Je viens de réinstaller à la main le système avec les données se trouvant sur un clone. (fait avec clone X) http://forums.macg.co/mac-os-x/probleme-sur-clonage-avec-clone-x-2-a-270353.html

Tout semble fonctionner. Connexion Internet sans problème

Cependant, l'ordinateur n'est plus visible sur le réseau local, je n'ai donc plus accès aux fichiers partagés, ni aux disques partagés. J'ai fait une réparation des autorisations mais ça ne fonctionne pas.

En passant par la fonction "Aller" depuis la barre de menu, il ne trouve pas l'ordi en tapant son adresse une erreur de type -36 s'affiche.

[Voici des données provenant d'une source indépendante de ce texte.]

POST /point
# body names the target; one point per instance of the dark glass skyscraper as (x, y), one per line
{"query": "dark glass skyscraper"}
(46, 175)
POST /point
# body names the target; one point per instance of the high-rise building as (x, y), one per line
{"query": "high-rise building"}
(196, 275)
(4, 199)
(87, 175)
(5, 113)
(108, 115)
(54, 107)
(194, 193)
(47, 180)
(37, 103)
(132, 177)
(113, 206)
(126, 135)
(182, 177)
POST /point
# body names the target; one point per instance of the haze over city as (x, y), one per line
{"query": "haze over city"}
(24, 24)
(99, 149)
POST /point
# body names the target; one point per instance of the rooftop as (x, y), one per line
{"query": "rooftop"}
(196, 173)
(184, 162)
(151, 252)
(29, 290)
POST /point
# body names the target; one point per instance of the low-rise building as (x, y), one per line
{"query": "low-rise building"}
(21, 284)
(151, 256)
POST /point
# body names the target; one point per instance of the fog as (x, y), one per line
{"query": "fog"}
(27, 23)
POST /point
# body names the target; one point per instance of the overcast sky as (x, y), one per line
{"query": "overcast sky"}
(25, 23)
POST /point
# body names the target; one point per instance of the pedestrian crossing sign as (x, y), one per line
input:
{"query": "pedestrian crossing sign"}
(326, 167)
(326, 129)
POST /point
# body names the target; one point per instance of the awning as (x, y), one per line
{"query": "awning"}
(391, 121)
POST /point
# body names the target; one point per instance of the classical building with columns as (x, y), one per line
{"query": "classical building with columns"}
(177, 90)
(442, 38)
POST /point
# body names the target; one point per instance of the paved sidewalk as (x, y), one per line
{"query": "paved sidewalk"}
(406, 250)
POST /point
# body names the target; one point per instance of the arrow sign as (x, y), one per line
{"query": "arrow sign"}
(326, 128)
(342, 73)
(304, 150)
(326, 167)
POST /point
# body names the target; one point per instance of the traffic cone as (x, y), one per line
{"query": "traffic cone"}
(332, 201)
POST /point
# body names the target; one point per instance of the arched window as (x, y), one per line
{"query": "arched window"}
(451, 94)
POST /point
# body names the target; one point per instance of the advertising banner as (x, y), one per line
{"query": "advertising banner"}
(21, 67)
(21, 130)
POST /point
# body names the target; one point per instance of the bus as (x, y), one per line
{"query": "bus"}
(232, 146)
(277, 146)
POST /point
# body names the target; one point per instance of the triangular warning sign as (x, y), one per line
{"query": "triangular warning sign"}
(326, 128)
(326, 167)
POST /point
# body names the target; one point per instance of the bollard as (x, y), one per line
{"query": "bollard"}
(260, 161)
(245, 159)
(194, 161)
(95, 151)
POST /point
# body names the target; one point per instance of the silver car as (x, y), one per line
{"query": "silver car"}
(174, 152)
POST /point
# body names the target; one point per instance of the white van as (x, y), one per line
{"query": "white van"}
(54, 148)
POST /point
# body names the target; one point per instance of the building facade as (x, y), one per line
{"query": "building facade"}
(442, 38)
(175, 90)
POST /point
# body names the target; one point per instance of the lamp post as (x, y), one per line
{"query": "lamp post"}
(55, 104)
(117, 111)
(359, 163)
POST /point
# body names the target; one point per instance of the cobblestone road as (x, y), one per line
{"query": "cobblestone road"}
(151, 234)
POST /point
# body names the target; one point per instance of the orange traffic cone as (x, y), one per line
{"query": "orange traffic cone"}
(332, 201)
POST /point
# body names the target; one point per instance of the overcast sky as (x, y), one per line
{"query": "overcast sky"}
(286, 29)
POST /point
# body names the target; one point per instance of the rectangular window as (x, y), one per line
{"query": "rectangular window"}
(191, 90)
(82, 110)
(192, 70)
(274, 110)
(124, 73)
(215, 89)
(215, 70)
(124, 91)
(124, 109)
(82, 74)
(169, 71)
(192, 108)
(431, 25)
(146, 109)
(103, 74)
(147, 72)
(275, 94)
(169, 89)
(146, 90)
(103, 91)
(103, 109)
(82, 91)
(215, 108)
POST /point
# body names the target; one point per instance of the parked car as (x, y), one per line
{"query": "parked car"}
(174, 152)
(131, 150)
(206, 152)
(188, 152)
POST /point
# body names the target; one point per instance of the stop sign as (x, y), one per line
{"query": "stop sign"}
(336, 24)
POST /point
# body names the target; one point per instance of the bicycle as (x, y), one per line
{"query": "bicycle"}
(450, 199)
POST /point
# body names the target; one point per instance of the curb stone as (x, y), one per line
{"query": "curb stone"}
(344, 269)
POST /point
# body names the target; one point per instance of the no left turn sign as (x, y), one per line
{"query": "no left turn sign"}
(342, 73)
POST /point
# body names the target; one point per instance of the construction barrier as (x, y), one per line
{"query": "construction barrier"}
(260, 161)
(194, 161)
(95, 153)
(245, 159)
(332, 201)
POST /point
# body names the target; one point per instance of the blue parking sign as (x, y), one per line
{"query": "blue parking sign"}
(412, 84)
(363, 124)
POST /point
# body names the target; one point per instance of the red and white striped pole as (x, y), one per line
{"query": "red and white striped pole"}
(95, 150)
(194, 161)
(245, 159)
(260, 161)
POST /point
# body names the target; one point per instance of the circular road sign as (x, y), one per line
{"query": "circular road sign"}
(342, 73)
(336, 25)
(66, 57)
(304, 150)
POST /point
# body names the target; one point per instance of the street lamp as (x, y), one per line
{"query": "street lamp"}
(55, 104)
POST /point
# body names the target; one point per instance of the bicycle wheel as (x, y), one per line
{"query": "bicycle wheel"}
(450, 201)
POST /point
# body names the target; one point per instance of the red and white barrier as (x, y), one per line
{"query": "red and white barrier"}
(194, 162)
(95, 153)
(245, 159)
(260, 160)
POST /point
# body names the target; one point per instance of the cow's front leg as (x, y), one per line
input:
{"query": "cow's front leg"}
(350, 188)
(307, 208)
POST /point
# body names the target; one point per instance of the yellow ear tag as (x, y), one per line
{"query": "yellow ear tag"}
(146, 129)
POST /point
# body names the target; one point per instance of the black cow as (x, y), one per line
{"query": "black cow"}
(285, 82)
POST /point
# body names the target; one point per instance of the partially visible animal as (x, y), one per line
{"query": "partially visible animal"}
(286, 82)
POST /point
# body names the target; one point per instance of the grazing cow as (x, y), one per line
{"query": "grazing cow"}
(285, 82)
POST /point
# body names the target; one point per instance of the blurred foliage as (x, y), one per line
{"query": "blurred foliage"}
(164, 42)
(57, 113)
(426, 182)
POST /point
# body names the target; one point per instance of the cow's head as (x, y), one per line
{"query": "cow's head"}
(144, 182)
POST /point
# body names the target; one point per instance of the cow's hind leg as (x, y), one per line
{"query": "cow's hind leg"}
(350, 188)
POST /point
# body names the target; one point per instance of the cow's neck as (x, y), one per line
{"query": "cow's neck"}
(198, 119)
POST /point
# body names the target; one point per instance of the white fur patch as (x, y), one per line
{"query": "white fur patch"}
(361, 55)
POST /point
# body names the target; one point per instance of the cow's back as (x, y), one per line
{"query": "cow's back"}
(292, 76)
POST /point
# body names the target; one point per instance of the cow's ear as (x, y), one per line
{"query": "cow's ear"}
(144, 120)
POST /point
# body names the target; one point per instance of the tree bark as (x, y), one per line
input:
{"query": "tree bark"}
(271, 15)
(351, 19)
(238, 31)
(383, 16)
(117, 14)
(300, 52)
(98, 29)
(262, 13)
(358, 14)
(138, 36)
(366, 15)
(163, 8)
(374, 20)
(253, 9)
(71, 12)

Avez-vous une idée de où ça pourrait provenir ? Aurais-je oublié quelques choses ?

Merci de votre aide.


----------



## moebius80 (19 Juillet 2009)

Dans "Préférences systeme --> partage" tu as coché ce qu'il fallait ?


----------



## Mactoubeau (19 Juillet 2009)

Les idées simples sont toujours les meilleures. 

Je pensais avoir conservé toutes les préférences, du coup là ce n'est que du bon sens.

Merci


----------



## moebius80 (19 Juillet 2009)

de rien, pas de problème ;-)


----------